How to build multi-turn conversation with Responses API
Quick answer
Use the
Responses API by maintaining a list of message objects representing the conversation history and passing it in the messages parameter for each chat.completions.create call. Append each user and assistant message to preserve context across turns.PREREQUISITES
Python 3.8+OpenAI API key (free tier works)pip install openai>=1.0
Setup
Install the official openai Python package version 1.0 or higher and set your API key as an environment variable.
- Install package:
pip install openai>=1.0 - Set environment variable:
export OPENAI_API_KEY='your_api_key'(Linux/macOS) orsetx OPENAI_API_KEY "your_api_key"(Windows)
pip install openai>=1.0 Step by step
Maintain a messages list that stores the full conversation history. For each user input, append a {"role": "user", "content": ...} message, then call client.chat.completions.create with the updated messages. Append the assistant's reply to messages to preserve context for the next turn.
import os
from openai import OpenAI
client = OpenAI(api_key=os.environ["OPENAI_API_KEY"])
messages = [
{"role": "system", "content": "You are a helpful assistant."}
]
while True:
user_input = input("User: ")
if user_input.lower() in ["exit", "quit"]:
print("Exiting conversation.")
break
messages.append({"role": "user", "content": user_input})
response = client.chat.completions.create(
model="gpt-4o-mini",
messages=messages
)
assistant_reply = response.choices[0].message.content
print(f"Assistant: {assistant_reply}")
messages.append({"role": "assistant", "content": assistant_reply}) output
User: Hello Assistant: Hello! How can I assist you today? User: What's the weather like? Assistant: I don't have real-time weather data, but I can help you find a forecast online.
Common variations
- Async usage: Use
asyncfunctions andawait client.chat.completions.create(...)for asynchronous calls. - Streaming responses: Pass
stream=Trueto receive tokens incrementally. - Different models: Swap
model="gpt-4o-mini"with other supported models likegpt-4o-miniorclaude-3-5-sonnet-20241022.
import os
import asyncio
from openai import OpenAI
async def async_chat():
client = OpenAI(api_key=os.environ["OPENAI_API_KEY"])

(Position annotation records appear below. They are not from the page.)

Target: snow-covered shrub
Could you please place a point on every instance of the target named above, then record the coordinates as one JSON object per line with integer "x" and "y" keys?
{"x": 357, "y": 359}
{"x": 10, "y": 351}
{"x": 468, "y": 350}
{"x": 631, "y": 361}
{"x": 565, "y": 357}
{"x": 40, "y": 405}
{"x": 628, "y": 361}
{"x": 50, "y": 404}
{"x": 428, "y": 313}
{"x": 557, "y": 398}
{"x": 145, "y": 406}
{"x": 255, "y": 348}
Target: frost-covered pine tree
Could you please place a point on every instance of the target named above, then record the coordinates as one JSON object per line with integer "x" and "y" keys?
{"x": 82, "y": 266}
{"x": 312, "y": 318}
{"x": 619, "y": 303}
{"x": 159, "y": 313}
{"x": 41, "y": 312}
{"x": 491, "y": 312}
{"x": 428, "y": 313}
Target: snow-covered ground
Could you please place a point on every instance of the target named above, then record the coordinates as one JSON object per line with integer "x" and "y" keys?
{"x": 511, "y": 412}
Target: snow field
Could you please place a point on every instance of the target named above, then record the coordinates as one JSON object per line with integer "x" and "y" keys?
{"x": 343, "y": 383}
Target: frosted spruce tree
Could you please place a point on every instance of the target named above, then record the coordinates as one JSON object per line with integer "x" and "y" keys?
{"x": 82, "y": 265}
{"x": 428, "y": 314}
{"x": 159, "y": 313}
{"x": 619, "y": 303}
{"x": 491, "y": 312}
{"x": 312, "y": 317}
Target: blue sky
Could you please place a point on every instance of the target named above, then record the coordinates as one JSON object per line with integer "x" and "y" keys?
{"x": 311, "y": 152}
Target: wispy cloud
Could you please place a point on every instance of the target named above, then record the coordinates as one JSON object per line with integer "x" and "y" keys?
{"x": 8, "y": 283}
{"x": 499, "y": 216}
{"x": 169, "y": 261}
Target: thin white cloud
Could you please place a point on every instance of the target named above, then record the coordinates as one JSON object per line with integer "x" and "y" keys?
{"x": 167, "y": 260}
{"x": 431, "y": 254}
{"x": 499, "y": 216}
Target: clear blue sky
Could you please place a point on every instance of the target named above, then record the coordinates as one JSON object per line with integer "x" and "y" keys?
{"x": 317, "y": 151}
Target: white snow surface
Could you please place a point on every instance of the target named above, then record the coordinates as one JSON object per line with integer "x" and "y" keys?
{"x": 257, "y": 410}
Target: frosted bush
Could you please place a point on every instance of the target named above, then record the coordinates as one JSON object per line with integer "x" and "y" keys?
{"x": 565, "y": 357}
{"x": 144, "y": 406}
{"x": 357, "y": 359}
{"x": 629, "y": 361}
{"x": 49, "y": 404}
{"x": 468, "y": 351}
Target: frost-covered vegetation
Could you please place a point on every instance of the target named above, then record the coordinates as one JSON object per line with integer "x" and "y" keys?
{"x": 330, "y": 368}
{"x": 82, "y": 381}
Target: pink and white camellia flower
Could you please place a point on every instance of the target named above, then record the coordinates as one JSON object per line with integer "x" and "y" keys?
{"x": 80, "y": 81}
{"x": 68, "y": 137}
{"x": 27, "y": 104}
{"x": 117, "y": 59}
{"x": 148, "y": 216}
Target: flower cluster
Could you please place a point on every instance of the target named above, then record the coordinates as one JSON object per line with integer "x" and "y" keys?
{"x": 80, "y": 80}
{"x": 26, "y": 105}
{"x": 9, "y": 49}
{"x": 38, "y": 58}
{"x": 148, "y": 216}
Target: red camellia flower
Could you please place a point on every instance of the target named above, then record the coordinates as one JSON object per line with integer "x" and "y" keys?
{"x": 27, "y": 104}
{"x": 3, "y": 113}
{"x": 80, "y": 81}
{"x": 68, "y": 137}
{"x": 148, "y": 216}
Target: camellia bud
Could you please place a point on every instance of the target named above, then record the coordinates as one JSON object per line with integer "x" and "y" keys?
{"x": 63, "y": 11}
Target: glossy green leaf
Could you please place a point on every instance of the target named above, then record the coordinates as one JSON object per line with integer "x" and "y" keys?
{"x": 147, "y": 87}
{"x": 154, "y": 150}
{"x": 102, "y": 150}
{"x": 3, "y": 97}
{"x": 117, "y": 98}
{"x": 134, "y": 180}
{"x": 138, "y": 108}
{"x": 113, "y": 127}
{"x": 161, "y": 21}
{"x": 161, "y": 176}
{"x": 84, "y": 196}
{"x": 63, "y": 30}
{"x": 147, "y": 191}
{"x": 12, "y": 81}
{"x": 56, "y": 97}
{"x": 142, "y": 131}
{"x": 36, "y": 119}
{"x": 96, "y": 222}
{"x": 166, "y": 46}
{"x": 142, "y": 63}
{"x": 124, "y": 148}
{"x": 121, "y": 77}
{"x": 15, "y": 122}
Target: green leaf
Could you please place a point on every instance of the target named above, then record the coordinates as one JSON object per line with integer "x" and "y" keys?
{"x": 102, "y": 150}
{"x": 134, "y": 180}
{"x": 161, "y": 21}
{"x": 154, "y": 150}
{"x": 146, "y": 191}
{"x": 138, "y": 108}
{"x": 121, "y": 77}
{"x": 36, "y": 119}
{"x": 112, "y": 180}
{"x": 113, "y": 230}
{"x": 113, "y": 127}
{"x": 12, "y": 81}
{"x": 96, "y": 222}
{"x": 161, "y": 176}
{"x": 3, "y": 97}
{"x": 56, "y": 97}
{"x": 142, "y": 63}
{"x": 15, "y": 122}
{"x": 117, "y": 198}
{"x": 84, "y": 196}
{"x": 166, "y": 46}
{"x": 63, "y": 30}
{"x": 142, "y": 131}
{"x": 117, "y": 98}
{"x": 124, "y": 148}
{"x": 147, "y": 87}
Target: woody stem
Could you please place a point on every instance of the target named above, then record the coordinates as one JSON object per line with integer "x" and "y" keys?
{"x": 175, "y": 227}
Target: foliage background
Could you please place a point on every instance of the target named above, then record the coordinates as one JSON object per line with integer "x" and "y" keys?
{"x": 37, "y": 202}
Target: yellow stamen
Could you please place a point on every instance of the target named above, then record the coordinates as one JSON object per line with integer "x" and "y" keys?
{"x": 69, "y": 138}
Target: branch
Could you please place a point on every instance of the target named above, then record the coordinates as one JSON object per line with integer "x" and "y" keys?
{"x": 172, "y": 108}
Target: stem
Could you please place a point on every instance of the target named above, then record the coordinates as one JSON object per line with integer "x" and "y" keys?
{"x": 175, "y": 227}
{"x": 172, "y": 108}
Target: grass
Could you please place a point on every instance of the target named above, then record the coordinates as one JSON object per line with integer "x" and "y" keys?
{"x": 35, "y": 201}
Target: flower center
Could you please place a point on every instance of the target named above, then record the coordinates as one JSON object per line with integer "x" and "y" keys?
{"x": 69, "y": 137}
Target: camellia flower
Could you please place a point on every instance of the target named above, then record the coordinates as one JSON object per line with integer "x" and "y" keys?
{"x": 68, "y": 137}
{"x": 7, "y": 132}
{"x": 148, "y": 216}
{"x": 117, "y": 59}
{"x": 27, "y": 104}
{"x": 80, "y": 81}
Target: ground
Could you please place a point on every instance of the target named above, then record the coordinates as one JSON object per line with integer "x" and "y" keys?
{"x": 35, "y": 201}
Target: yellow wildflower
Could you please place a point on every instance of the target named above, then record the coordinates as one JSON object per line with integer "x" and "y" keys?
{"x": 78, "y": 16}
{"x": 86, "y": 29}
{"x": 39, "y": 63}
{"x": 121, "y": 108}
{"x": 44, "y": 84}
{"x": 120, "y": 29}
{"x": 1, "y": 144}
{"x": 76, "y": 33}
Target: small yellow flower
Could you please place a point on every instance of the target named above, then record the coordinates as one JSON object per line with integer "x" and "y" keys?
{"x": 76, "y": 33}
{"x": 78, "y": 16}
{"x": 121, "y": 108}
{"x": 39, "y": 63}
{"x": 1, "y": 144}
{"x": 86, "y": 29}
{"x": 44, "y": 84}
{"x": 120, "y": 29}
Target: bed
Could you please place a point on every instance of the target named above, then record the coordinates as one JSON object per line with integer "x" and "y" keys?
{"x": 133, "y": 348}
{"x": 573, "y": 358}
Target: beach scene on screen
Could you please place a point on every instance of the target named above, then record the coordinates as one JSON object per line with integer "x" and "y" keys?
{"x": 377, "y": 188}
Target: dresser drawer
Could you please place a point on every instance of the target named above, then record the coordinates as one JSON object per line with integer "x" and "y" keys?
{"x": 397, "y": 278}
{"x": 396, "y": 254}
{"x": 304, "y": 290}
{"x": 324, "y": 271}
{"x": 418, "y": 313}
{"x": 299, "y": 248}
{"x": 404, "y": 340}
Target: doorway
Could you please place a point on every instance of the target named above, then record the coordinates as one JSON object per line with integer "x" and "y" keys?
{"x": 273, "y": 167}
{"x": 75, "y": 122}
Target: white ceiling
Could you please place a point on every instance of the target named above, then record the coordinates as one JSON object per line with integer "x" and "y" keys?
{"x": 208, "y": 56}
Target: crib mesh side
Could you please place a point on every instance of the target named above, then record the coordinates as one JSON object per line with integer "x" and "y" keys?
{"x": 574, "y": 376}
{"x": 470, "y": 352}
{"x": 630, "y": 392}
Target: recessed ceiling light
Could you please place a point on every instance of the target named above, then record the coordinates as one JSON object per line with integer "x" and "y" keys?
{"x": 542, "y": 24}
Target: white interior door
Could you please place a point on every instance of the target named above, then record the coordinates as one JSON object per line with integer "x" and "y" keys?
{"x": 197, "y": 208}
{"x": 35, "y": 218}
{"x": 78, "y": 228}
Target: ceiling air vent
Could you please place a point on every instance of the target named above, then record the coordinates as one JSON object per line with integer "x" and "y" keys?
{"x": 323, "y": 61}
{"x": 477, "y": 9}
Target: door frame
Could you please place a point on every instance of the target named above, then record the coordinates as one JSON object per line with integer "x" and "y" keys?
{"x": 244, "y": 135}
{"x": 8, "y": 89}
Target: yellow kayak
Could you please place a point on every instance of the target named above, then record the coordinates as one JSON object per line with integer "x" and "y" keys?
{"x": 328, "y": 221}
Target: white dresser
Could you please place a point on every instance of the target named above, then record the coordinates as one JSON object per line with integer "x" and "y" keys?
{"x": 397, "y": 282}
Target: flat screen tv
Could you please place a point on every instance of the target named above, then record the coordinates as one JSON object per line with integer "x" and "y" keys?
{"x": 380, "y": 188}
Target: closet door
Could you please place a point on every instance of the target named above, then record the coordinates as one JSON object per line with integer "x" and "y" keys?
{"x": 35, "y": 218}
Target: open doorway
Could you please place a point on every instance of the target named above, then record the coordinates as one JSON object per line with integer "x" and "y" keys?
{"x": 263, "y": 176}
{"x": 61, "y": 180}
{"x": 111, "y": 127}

messages = [{"role": "system", "content": "You are a helpful assistant."}]
while True:
user_input = input("User: ")
if user_input.lower() in ["exit", "quit"]:
print("Exiting conversation.")
break
messages.append({"role": "user", "content": user_input})
stream = await client.chat.completions.create(
model="gpt-4o-mini",
messages=messages,
stream=True
)
print("Assistant: ", end="", flush=True)
async for chunk in stream:
delta = chunk.choices[0].delta.content or ""
print(delta, end="", flush=True)
print()
# Append full assistant message after streaming
# For simplicity, here we do not reconstruct full message from stream
# In production, accumulate chunks to append
if __name__ == "__main__":
asyncio.run(async_chat()) output
User: Hi Assistant: Hello! How can I help you today? User: Tell me a joke. Assistant: Why did the scarecrow win an award? Because he was outstanding in his field!
Troubleshooting
- If you get
401 Unauthorized, verify yourOPENAI_API_KEYenvironment variable is set correctly. - If context is lost, ensure you append both user and assistant messages to the
messageslist each turn. - For rate limits, handle
429errors by retrying with exponential backoff.
Key Takeaways
- Maintain a full
messageslist including system, user, and assistant roles to preserve conversation context. - Use
client.chat.completions.createwith updated messages for each turn to build multi-turn dialogs. - Support async and streaming modes for responsive and scalable conversation handling.